To Mock a Mockingbird or: How I learned to stop worrying and learned combinatory logic
Yesterday I finished reading one of the most remarkable books I read in my life: “To Mock a Mockingbird and Other Logic Puzzles: Including an Amazing Adventure in Combinatory Logic” by Raymond Smullyan. When I finished reading The Little Schemer that book was listed as one of the suggested further readings. The title was quite intriguing so I got the book and started reading it. That was a year ago and I finished the book yesterday. Why? Because I got stuck and couldn’t understand some of the material. Luckily I now had some time to approach the book once again and grok it.

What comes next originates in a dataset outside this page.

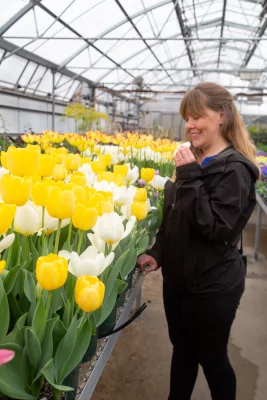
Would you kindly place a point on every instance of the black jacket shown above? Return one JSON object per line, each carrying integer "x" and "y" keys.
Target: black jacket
{"x": 205, "y": 210}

As the title suggests the book is a collection of logic puzzles. Out of six parts of the book - 25 chapters total - two are devoted to general logic puzzles, many of them about different aspects of truth telling. These can be regarded as a warm-up because in the third part the book makes a sudden turn towards combinatory logic. And this is the moment I found difficult in the book. Of course Smullyan doesn’t expect that readers work with combinators so he camouflages them as singing birds. Having some mathematical background I rejected this cover and tried to approach problems formally. Now, after reading the book, I think this was a major mistake that lead to my failure. I wasn’t able to deal with first 10 puzzles but I was more or less able to follow the solutions. Still I felt that reading solutions without being able to solve puzzles by myself was cheating so I gave up. A few months later I made another approach to the book but the results were exactly the same. Three weeks ago I made a third attempt, but I decided not to give up even if I won’t be able to come up with my own solutions. I figured that being able to only understand given solutions is completely fine. That decision turned out to be a good one. Although at first I wasn’t able to solve puzzles on my own at some point things just clicked. I solved one puzzle, then another and another and I realized that I know how to solve most of the puzzles. From now on the book went quite smoothly. Part four about logical paradoxes and inconsistencies in logical systems gave me some problems and I was afraid that each subsequent part will be equally challenging but it turned out that it was not the case. Part five gives a nice overview of computations using SKI combinators, while part six presents Church encoding of natural numbers and culminates with a proof of Gödel’s theorem.
Some advice
The book is challenging on the one hand but it is also very rewarding. One of the most satisfying moments was realizing that I am able to write expressions like
gãb̃ = Zãf(Zb̃t(g(Pã)(Pb̃)))
and then seeing that these are in fact nothing more but recursive programs. However it took me some work to get to this point and I think I can give future readers some advice about approaching the book. I’ve seen people on the internet saying they don’t understand parts of the book about combinators. In fact this is the same problem I faced on my initial contact. So my advice number one is: don’t give up. It looks like working with combinators just isn’t an inborn talent for most of us. It’s something that we just need to learn and it’s completely fine if you can’t figure out solutions on your own. It is important however to follow solutions given in the book. At some point you should understand how all of this works. Also don’t make my mistake of trying too formalize things to much. Don’t try to apply presented facts about combinators to anything else you know like maths or functional programming. This seems to only bring confusion. At some point things will become clear, but until then be patient. I wasn’t and in my attempts I even tried to introduce universal and existential quantification, which was a complete overkill. Also, it is very important to make notes. Keep conclusions of the puzzles in a notebook so you have easy access to a list of known facts. This is crucial since some solutions are based on facts proved 100 pages earlier. I also suggest having a separate scratch-pad.
Summary
To “Mock a Mockingbrd” was a very insightful book and one of the most unusual ones I have read. It presents difficult material in a fun and entertaining way, but don’t be fooled - you will spend hours with pen and paper to complete this book. I highly recommend it to anyone interested in logic and functional programming. What functional programming has to do with it? Unrelated as it may seem I feel that this book has given me knowledge necessary to tackle type-level programming in Haskell. Just three weeks ago this seemed like a complete black magic and now it looks comprehensible.